In the days before insurance companies existed, a family’s insurance was often the connections they had with the community around them – that uncontracted, informal guarantee that if anyone’s house (or teepee) burnt down, everyone in the community would look after them and help them rebuild a roof over their head. In a localised economy, this wasn’t such a big deal, as houses were simpler and people still knew how to make use of locally available materials and, just as importantly, how to help each other. I’d love my insurance in life to be that: community, friendship, interdependency, as part of a people who look after each other unconditionally, no matter what. Instead we opt for official documents that do nothing to increase the bonds between ourselves and our fellow humans.

For better or worse, these are not such times, and this is where the POP model comes in handy. As my biggest advice is to live so simply that you don’t have anything you mind losing, I would have ‘Voluntary Simplicity’ as my top level on it. Personally, I’ve only ever had insurance once, when I owned a houseboat, which I sold to set up the Freeconomy movement and start living moneyless. Since then I’ve never owned anything of much financial worth. However, your situation may be very different to mine, and you will likely have some possessions.

If you feel you need a car, then complete moneyless living will not be an option, as insurance is a legal requirement. If you want to insure stuff that does not legally need to be insured, that’s a choice only you can make, but it obviously does mean you’ll need to earn legal tender to pay for it. If you want life insurance or a pension, there are no moneyless solutions I know of, other than cultivating loving relationships and interdependent, real community. It is possible that insurance may be appropriate for you now, but less so as you work your way up your own POP model towards less money-dependent living.

Home insurance is not a legal requirement unless you have had to borrow money to buy your home – if this is the case it is almost certain the lender will legally require you to take out an adequate policy. That said, if you’re paying back a mortgage then insurance premiums are the least of your concerns in terms of living moneylessly. If you want to bin the mortgage, building your own low impact home could be your solution (see chapter seven), as they cost a fraction of a conventional house (simple designs can be built without money). Simon and Jasmine Dale’s ‘hobbit’ house(78) in Lammas is so beautifully designed, both aesthetically and functionally, that international media regularly feature it. Yet it only cost £3,000 to build – I know people who have spent that on a sofa or television set alone! Ardheia’s dwellings in France(79) are another example of how our homes can be aesthetically exhilarating without them costing the Earth. As we have seen in the last section, there will be the issue of planning permission to overcome, but with determination you can.

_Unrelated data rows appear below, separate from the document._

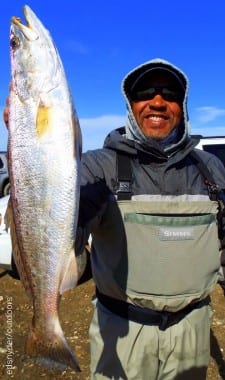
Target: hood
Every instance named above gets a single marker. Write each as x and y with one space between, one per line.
180 135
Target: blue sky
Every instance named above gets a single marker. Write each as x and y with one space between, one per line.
100 41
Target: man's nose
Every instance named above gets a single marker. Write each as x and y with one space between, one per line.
157 102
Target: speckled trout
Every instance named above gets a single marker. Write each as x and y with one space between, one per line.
44 150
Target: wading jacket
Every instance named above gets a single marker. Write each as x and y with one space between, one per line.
160 249
131 261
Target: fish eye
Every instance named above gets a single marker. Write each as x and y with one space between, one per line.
14 42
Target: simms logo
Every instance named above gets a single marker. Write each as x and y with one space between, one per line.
176 233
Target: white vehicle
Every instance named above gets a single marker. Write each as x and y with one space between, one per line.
214 145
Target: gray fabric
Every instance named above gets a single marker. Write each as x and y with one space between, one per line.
125 350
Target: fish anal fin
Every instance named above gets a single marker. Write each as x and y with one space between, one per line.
70 275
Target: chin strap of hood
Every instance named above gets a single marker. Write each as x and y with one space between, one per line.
133 132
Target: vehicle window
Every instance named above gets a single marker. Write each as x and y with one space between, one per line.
217 149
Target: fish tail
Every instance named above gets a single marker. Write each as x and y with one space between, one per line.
53 348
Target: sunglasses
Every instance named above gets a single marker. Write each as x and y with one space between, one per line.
167 93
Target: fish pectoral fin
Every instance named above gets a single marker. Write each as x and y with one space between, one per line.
70 276
16 249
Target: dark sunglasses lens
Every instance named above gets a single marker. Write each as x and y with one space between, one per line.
171 95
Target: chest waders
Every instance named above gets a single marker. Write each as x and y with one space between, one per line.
170 257
156 266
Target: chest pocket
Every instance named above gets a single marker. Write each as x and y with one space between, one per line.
172 247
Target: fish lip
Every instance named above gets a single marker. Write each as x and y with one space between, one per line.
28 31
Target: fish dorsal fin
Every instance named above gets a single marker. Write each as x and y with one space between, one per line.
70 275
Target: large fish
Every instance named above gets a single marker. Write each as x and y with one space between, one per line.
44 150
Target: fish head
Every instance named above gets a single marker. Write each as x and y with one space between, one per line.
34 57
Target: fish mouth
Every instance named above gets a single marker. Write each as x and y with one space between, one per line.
28 30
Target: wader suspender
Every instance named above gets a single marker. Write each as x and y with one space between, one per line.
162 319
124 177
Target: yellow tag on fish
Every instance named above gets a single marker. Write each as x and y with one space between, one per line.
43 120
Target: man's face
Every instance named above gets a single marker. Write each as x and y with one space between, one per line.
158 108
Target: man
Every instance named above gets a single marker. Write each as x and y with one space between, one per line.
155 251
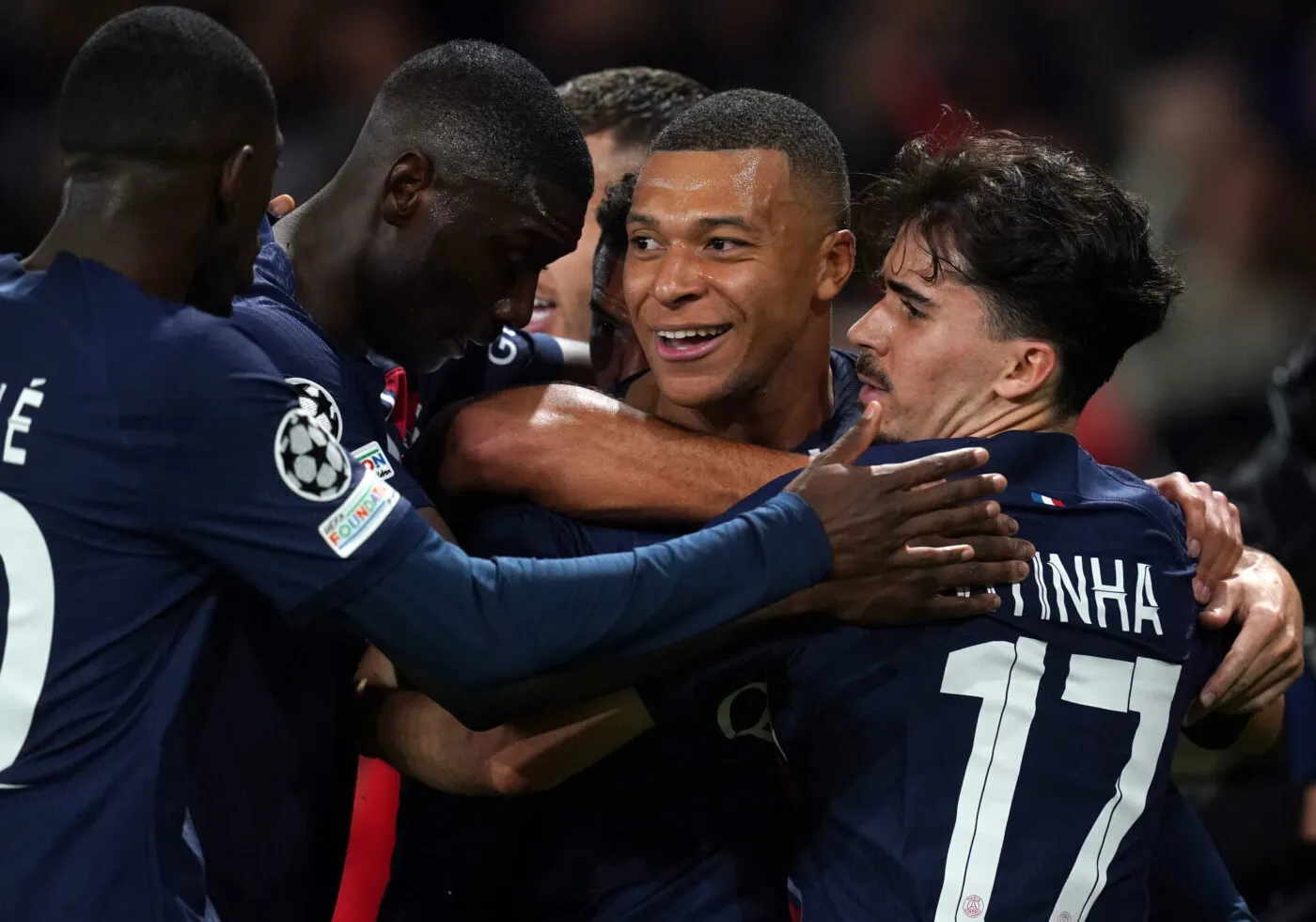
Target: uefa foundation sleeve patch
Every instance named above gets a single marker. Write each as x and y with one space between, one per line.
361 514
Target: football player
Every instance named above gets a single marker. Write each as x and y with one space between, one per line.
154 463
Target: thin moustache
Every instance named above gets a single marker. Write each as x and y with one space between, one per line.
869 368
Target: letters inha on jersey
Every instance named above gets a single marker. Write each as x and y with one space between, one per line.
1092 591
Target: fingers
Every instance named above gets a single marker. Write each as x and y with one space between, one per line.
1000 525
931 556
280 206
943 521
1177 488
1252 641
953 492
933 467
1226 599
996 547
846 448
980 572
1221 543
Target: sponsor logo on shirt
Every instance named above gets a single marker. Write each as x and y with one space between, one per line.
374 458
359 516
319 405
503 350
309 461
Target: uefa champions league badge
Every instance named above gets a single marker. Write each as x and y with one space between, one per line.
308 460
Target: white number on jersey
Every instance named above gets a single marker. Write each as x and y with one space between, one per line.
1006 678
29 626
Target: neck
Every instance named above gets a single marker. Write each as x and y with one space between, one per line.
324 260
776 414
111 220
1035 417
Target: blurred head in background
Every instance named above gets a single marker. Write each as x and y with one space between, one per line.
620 112
615 352
469 175
1015 275
739 243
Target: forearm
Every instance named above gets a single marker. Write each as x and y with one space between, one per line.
461 624
423 741
582 453
1262 730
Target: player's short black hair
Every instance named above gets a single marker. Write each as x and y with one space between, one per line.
632 102
1055 246
162 85
489 111
611 250
759 120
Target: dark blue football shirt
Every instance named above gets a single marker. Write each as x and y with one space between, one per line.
278 766
516 358
1012 764
129 493
691 820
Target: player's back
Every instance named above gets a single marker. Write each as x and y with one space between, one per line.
104 619
1009 767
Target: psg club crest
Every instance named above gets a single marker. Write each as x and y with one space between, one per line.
319 404
311 463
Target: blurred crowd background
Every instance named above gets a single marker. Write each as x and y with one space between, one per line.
1207 108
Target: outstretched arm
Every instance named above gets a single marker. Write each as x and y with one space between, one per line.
585 454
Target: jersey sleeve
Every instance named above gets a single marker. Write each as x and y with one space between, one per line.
246 477
528 530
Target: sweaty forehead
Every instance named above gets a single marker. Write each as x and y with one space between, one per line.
753 184
530 208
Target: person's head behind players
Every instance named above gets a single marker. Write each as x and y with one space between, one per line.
614 350
739 243
1016 276
621 112
167 120
476 177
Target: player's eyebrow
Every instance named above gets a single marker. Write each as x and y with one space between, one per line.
706 223
907 292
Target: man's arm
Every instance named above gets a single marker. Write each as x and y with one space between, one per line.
1266 657
585 454
421 740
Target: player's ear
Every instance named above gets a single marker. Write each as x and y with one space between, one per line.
234 177
1029 365
836 262
407 188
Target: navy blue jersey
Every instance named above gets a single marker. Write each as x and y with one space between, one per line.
151 454
1010 766
515 359
275 838
691 820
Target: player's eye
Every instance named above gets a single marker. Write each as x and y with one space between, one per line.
877 286
726 243
644 243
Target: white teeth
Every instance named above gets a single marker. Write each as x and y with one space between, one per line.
695 332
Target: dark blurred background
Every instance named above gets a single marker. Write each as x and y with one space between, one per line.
1207 108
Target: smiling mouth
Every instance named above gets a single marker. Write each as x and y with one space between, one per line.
691 342
541 313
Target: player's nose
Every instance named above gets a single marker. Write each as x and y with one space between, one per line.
515 309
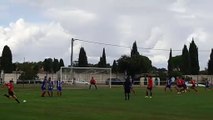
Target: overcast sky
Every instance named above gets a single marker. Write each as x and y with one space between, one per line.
37 29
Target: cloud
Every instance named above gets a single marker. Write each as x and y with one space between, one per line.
34 42
160 24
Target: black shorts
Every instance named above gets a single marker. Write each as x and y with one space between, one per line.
149 88
168 86
179 86
11 93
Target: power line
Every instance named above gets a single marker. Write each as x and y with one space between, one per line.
109 44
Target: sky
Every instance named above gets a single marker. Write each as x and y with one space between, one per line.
39 29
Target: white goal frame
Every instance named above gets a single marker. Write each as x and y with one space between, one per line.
87 73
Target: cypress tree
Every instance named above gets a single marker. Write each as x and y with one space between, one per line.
6 60
102 62
193 53
170 65
114 67
186 66
82 60
210 64
61 63
134 50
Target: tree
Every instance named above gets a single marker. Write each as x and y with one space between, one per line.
6 60
134 50
170 64
56 65
48 65
193 53
123 63
186 66
82 60
61 63
114 67
102 62
210 64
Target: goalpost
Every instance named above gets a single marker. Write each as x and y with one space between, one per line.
67 74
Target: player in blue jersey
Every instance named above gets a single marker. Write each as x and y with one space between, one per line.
168 84
44 86
59 87
50 87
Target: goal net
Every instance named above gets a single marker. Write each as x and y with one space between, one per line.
82 75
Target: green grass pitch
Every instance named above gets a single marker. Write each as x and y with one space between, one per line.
107 104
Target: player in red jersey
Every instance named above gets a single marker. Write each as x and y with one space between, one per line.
149 87
93 82
193 85
179 85
11 92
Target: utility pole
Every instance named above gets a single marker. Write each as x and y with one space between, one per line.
71 56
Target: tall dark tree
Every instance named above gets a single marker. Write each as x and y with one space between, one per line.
134 50
114 67
56 65
61 63
186 65
210 64
82 60
102 62
170 64
193 53
6 60
48 65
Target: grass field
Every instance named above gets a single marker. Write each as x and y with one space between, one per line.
107 104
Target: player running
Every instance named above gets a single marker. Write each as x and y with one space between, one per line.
11 92
93 82
193 85
168 85
149 87
207 85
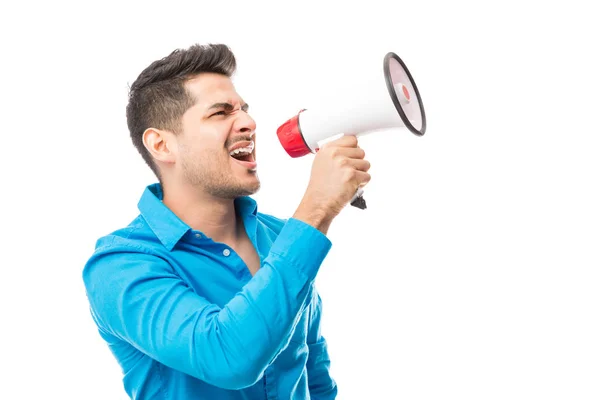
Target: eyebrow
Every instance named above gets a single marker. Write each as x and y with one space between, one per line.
228 106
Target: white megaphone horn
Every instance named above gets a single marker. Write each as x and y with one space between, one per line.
394 102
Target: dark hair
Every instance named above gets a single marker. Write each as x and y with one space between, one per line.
158 98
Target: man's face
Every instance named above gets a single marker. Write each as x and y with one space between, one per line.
216 145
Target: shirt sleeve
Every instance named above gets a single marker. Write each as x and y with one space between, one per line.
320 383
136 296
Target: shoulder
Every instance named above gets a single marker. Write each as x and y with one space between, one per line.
271 222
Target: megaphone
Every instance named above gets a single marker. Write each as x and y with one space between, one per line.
394 102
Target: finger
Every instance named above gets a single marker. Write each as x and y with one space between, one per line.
345 141
362 178
350 152
359 165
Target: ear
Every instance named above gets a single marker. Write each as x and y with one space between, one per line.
160 144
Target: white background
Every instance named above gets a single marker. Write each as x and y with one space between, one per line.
474 273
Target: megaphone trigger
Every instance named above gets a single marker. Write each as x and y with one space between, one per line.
358 201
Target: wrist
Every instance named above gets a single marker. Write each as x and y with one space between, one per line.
314 216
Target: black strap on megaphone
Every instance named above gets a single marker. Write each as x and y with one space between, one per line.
358 201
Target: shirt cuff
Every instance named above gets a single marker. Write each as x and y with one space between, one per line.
303 245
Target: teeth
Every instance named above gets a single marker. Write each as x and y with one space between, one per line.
243 150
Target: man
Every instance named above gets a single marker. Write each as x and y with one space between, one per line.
201 296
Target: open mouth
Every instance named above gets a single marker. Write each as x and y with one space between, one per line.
244 154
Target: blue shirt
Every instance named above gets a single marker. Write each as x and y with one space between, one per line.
185 319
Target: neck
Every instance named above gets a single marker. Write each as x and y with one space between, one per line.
213 216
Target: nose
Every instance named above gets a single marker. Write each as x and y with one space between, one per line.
244 123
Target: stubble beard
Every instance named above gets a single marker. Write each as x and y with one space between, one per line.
218 182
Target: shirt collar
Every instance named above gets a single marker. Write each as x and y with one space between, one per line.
167 226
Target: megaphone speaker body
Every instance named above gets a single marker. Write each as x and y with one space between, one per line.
387 100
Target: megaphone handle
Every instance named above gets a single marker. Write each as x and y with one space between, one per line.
357 200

If you own your home outright, which is often the case with low-cost, low impact homes, there are no legal obligations in the UK. Therefore my advice is to simply live in the present. We often negatively stigmatise people who have gambling problems, yet by taking out insurance policies we non-gamblers gamble every day. With insurance, you’re betting that something unfortunate will happen to you during the course of the next insurance period. If you live accident-free for that time, you lose, but if something ‘bad’ happens to you, you win! I can’t encourage you enough to just live in the moment, and not in the future, otherwise when you do eventually die you’ll realise that you’ve never really lived. Jermaine Evans once quipped that “so many people tiptoe through life, so carefully, to arrive, safely, at death”. Better to die fully engaged in life, I’d say.